While unpacking my kitchen during my second post-divorce move in as many years—from an in-town high rise apartment to a smaller suburban one—as I unveiled dish after delicate dish from the beige-gray wrapping paper, I suddenly and surprisingly began to cry. At first I wasn’t sure why the tears were falling. I was moving to someplace I truly wanted to live for the first time in a very long time. I was leaving an urban environment that for me had become oppressive and sensorialy assaultive. Sure, the place was smaller, but it was mine. So, what was the reason behind the waterworks?

I kept working, lots of unpacking to do, but the tears kept coming and instead of contemplating the why, I tried to remain present in the moment, and focus on each and every plate and cup and glass that I held in my hand. I carefully unwrapped each one and gently placed the respective item in the empty clean white cabinet. Box after box I unloaded until it hit me.

The dishes that I was unwrapping, the kitchen that I carried with me on this second, post-divorce move in as many years was the kitchen of a decidedly single woman. It was not the kitchen of a woman with a husband and a family, at least not in the traditional sense. You see, gone were the multitude of casserole dishes for potluck parties. No more was there room for the silver chafing dishes suited for holiday dinners. My smaller environs left no room for the dining room sideboard where my grandmother’s dishes were stored and the three kitchen drawers meant no place for her silver either.

Just as well, though because holiday dinners were no longer hosted at my house, in fact I fly solo on every other Thanksgiving these days. And the neighborhood in which my ex-husband and I raised our two boys was left far behind and with it the impromptu gatherings and stop-on-over get togethers. I rarely prepare and port food to other places anymore. The kitchen is barely big enough to prepare meals for my boys and me, anyway, much less anyone else.

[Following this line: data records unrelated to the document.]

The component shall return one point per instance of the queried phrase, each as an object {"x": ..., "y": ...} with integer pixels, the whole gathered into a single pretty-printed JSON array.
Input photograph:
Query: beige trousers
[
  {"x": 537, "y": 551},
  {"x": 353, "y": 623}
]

Now I have only the basic stuff, the essential kitchen items absolutely necessary to provide regular sustenance for the three of us. With my grandmother’s china safely with my mother in Ohio, I continued to reflect on my intentionally down-sized hearth as I unwrapped my exactly four wine glasses and precisely two martini glasses (no more formal service for 8), the tears drying up now, when I admitted to myself, for the first time, that I actually liked having less. It was nice to have just enough things and space to know where everything was housed and not enough extra infrequently used items where things got misplaced or forgotten. I never had to look for an extra this or that because I didn’t have extra anythings. I didn’t have to keep things polished or shined because my silverware didn’t tarnish from nonuse, I used everything I had these days.

While the holidays could be lonely, if I wasn’t invited to this gathering or that get together anymore and if I never hosted another family holiday, it would be absolutely okay because my kitchen and my dishes fit the life I have now—the one I was creating and designing for myself and my two sons.

When I finished unpacking, and stood back and admired the now-empty boxes scattered about the floor, I noticed that while much smaller than the expansive kitchen of my marital home, my tiny suburban kitchen still had room for the most important items a home should have: lots of love and laughter and joy. I realized that I really didn’t miss the things I threw or gave away but I did treasure more and more the things I kept and in this new place, in my new life, those things fit just fine.